私は東練兵場に行った時にも大勢の被災者の無残な姿を見ました。しかしこの橋のたもとからなんとも言えない、恨めしそうな目で私たちを見つめる大勢の人達を見た時、初めて地獄とはこういうことかもしれないと思いました。そして渡ったどの川にもたくさんの死体がプカプカと浮かんでいました。火災を避けて川に降りた人、水を求めて川に入った人、みんな流されて亡くなっていったのでしょう。

橋のたもとの被爆者が私を見つめている 絵:倉重 侑季

一緒に歩いていた同僚とも己斐や高須で別れ、廿日市まで続く宮島街道に入ったころには1人になっていました。西へ向かう幹線道路だったせいか、死体を山積みした軍のトラックが何台も横を通っていきました。手を上げて「乗せてください。」とお願いしても一台も止まってくれませんでした。井口あたりで、1人のおじさんが、「この仇は絶対とってやるぞ!」と大声で叫んでいました。私は内心、「仇なんかとれるんないな。」と思いながらただ歩き続けました。五日市にさしかかった頃には、あたりは真っ暗になっていました。

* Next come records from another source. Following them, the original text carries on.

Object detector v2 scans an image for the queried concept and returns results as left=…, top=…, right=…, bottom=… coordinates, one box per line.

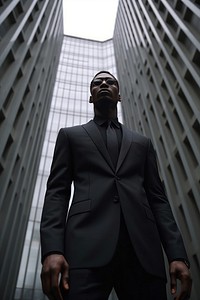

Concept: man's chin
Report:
left=95, top=98, right=117, bottom=110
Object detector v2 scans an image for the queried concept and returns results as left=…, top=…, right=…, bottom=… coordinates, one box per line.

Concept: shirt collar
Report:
left=94, top=116, right=120, bottom=128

ようやく自宅に辿り着いたのは、はっきりとは覚えていませんが、10時ごろだったと思います。4時頃に機関庫を出ましたので、6時間ほど歩き続けたということです。距離はだいたい16キロです。自宅に戻ると、両親の姿はなく、妹と弟二人が留守番をしていました。聞くと、両親は市内が大変なことになっていると聞いて、私を探しに出たと言うのです。私は具体的に国鉄のどの部署で働いているのかということを両親には言っていませんでした。それは、もし親が職場に会いに来たら、なまりのある言葉から朝鮮人であるとばれてしまうからでした。職場も知らないのに、とにかく探しに出てくれた親の愛情に、ありがたいと思いました。

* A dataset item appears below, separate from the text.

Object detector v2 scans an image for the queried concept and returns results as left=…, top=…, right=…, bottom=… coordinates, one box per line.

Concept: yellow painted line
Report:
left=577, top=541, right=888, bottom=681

11時ごろに母が戻って来ました。履いていた藁草履はボロボロでほぼ裸足のようでした。五日市の近くまで行ったようですが、市内からゾロゾロ歩いてくる被災者の姿を見て、もう息子は生きてはいないだろうと思ったそうです。母は私を見て、「生きとったんか?」と、機関庫で塗ってもらった油で真っ黒の私を抱きしめて、「アイゴー、アイゴー」と顔をくちゃくちゃにして泣いていました。その時の母の顔は、今でも忘れることはありません。「アイゴー」というのは、朝鮮半島の人たちが、喜怒哀楽を表すときに使う言葉です。それからボロ布やたたいて柔らかくした藁で、体中の油を拭いてくれました。皮膚が剥けてすごく痛かったです。父は広島駅近くまで行ったそうで、翌日の夕方に帰ってきました。